# Introduction

Despite the inimitable title, label bias in positive and unlabeled learning is probably among the most common and problematic issues faced by machine learning practitioners. This can be a hard problem to detect and can seriously hinder model generalization. At Oracle Data Cloud, many of our supervised learning tasks fall under this classification, and we have researched several techniques that help to mitigate certain problems that might arise. If you are working on supervised learning problems, I would theorize that you too could be exposed to some of these issues, and this article may prove useful in identifying and mitigating these problems.

# Grocery Store Scenario

To help illustrate some of these points, let’s set up an example scenario. Suppose we run analytics for a grocery store and want to send out a mailer to entice people to buy a new brand of corn chips we just started stocking. It costs us money to send each mailer, so we want to only contact people that we think are likely to buy corn chips. A data scientist recently hired into the analytics department wants to use machine learning to find the most likely buyers of corn chips in the future, and only target likely buyers, improving the bottom line of the campaign. However, the data the grocery store collects on its customers is imperfect. There are a few flaws in the dataset our data scientist has to work with that might prevent the models from working if not properly accounted for.

# Definitions

Supervised learning is a subset of machine learning, where examples are assigned a specific label. Generally, there are two types of supervised learning: classification (labels are discrete) and regression (labels are a continuous numeric value). This is probably the most common type of machine learning, and things like image classification, customer value prediction, risk estimation, etc. all fall under this umbrella. Supervised learning models are explicitly passed labels (dependent variables) and asked to determine how the independent variables differentiate the labels from one another. Our grocery store scenario is an example of supervised learning. Our data scientist wants to use the information the store has about existing chip buyers to differentiate likely prospective chip buyers from unlikely prospects.

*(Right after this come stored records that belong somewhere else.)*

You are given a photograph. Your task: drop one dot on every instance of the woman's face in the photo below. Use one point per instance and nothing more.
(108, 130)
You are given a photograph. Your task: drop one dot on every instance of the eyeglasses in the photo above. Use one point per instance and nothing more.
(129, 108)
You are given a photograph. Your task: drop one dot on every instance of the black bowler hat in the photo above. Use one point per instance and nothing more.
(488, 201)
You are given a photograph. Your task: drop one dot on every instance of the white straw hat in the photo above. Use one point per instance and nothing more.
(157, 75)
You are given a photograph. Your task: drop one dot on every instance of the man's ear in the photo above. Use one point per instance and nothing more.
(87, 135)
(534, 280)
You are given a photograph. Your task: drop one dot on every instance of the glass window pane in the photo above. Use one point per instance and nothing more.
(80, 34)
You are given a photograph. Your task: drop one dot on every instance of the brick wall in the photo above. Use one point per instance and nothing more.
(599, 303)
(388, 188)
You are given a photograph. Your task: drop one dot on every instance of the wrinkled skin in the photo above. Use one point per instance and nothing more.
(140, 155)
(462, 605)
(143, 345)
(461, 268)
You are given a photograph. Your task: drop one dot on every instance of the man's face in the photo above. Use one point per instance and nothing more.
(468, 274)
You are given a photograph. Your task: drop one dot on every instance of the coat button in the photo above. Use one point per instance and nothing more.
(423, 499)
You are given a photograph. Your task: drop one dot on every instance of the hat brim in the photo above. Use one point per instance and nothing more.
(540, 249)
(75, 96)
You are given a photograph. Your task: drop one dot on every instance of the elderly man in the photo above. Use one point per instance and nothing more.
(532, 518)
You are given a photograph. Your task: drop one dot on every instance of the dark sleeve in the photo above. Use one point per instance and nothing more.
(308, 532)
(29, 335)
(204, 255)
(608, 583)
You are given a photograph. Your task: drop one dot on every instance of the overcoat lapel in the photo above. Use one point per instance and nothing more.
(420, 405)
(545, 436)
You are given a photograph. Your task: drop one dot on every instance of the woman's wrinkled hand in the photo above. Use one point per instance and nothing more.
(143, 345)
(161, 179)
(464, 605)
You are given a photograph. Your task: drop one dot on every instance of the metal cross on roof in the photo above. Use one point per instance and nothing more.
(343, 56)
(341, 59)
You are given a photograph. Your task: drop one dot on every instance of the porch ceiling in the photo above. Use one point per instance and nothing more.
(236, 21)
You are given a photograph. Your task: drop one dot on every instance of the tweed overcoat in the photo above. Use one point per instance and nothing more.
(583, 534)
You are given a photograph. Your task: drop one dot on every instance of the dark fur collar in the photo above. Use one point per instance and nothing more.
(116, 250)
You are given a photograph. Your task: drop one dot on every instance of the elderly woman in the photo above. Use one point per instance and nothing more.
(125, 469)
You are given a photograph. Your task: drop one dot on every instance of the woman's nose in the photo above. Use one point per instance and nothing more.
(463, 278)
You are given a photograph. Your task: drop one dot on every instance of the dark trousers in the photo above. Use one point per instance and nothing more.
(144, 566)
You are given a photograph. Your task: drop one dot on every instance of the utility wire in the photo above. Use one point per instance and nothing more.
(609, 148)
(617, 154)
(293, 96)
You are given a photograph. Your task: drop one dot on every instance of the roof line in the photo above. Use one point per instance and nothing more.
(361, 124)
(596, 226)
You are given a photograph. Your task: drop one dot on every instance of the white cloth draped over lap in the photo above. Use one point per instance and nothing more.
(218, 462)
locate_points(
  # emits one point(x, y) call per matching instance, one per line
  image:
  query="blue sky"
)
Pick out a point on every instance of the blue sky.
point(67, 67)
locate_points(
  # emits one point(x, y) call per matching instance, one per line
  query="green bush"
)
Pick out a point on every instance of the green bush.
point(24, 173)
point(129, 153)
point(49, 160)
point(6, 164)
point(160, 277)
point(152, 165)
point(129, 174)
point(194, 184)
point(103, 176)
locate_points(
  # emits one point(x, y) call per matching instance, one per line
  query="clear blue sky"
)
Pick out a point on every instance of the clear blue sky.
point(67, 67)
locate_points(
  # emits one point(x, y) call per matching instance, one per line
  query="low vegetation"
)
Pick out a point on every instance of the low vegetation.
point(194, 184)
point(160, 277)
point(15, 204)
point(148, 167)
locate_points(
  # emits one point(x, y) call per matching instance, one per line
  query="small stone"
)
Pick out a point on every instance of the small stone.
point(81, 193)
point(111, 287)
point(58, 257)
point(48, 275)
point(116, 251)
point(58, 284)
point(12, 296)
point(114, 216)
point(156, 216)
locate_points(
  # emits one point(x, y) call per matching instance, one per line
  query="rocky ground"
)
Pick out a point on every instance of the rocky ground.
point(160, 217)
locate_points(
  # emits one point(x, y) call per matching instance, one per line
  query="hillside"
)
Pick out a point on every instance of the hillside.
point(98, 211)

Label bias occurs when the set of labeled data is not fully representative of the entire universe of potential labels. This is a very common problem in supervised learning, stemming from the fact that data often needs to be labeled by hand (which is difficult and expensive). For instance, let’s say I wanted to create a service that identifies handwritten letters, but my training set consists solely of some letters I wrote by hand. Likely, my handwriting would not be representative of all the different ways letters can be written, and so any model trained from this dataset would not generalize to handwriting that differs significantly from mine. Or, referring back to our grocery store example, perhaps the only transactions we record as chip purchases are for customers that input their loyalty card number by entering their phone number, or perhaps only certain brands of chips are labeled in the store’s system as corn chips. It is reasonable to believe that there is some sort of structural difference between people that enter their phone number as opposed to use their card or prefer one brand of chips over another.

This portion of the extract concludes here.